Life's a party. With place cards.

I've been doing a lot of thinking these last couple of weeks. They've been tough. The hubster's father went in for a routine laproscopic gall bladderectomy (I know, it's a cholecystectomy but face it, if I said he was going in for a cholecystectomy would you know what that was? I sure as hell wouldn't) and two weeks later he had died. Stop rolling your eyes, that's the way I am and always have been. I don't use the term "pass away". I think it's vague and, frankly, says absolutely nothing. It sounds harsh to a lot of people, but in my world, people die. We don't "pass in" to this world, we're born. Why is it so distasteful to say we leave it by death? It's what it is. Saying someone "passed away" isn't going to make it any easier and, frankly, saying someone died isn't going to increase the personal difficulty or change the situation for the better. But I digress...

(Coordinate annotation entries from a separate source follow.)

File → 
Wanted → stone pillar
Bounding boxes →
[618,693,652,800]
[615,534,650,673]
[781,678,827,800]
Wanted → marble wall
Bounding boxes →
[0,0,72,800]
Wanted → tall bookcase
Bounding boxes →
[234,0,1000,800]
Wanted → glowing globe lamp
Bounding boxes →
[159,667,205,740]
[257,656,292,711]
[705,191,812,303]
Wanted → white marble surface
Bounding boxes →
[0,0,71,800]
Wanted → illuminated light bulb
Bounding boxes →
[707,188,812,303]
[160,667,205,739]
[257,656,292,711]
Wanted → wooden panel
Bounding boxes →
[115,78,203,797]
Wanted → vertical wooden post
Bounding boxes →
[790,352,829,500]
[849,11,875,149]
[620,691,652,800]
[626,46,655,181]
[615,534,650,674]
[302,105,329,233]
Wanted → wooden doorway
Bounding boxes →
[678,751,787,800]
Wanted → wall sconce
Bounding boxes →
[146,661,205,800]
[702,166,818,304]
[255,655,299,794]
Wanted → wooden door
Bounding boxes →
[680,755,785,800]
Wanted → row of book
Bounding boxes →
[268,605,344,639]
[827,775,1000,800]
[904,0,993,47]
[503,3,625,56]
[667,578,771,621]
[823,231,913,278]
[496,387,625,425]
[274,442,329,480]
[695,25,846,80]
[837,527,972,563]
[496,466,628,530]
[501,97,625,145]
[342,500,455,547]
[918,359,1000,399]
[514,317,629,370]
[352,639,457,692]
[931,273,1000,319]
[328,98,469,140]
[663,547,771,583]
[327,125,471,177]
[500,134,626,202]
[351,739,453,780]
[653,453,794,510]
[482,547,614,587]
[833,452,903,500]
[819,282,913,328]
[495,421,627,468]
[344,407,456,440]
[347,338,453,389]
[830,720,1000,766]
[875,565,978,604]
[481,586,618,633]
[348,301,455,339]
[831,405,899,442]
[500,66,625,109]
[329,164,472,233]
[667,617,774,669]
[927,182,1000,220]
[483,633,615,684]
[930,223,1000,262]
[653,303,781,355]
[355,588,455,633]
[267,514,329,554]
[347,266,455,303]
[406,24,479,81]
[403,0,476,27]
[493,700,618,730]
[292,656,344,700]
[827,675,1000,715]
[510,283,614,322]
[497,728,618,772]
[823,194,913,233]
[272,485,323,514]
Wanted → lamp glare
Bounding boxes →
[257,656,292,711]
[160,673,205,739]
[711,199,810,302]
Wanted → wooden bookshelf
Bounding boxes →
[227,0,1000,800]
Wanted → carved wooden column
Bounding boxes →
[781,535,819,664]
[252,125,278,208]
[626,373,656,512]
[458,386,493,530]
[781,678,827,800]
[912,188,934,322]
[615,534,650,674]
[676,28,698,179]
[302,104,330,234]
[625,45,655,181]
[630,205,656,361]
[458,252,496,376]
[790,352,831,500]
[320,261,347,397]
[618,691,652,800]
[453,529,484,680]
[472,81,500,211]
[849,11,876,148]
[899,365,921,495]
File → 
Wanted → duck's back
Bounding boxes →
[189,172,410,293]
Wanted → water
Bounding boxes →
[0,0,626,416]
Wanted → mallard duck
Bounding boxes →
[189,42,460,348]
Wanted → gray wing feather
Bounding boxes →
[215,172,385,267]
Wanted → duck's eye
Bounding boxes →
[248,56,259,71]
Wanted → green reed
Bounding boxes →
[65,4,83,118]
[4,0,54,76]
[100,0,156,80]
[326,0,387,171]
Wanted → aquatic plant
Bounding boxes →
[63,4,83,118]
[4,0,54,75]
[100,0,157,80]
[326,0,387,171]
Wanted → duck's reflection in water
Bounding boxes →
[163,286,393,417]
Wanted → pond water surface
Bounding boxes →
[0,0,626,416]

It has been a tough few weeks. First off, there was the "drop everything and run to the hospital because I'm working in another state and don't want to leave until the week-end when it's convenient" call. Which we did. Two days vacation shot. Okay, I had the time coming but still...

FIL looked stronger than I was led to believe but it didn't last. He declined with dizzying speed, life support was employed and, after a week, removed, and that was that. The relationship between us has always been strained, if I hadn't given birth to his grandsons I doubt we would speak at all, he never liked me much although he was always a good host. I have a mouth and I open it. This is NOT what Italian men warm up to. He also didn't care for the way I raised my kids. Twenty plus years of NOT farming the boys out to housekeepers and babysitters so we could go to every party on the planet. Twenty plus years of staying home with my kids rather than accept every "adults only" invitation to their home. Seriously! When he turned 70 there was a big birthday party, we were invited. Oh, but no grandchildren. Their home wasn't childproofed and this really wasn't a kids event. A BIRTHDAY PARTY? Now granted, this was the doing of my step-mother-in-law, who spent the time she wasn't working and/or planning parties (that other people would end up paying for) making lists of what gifts she had received so she could change the tag on them and give them to someone else.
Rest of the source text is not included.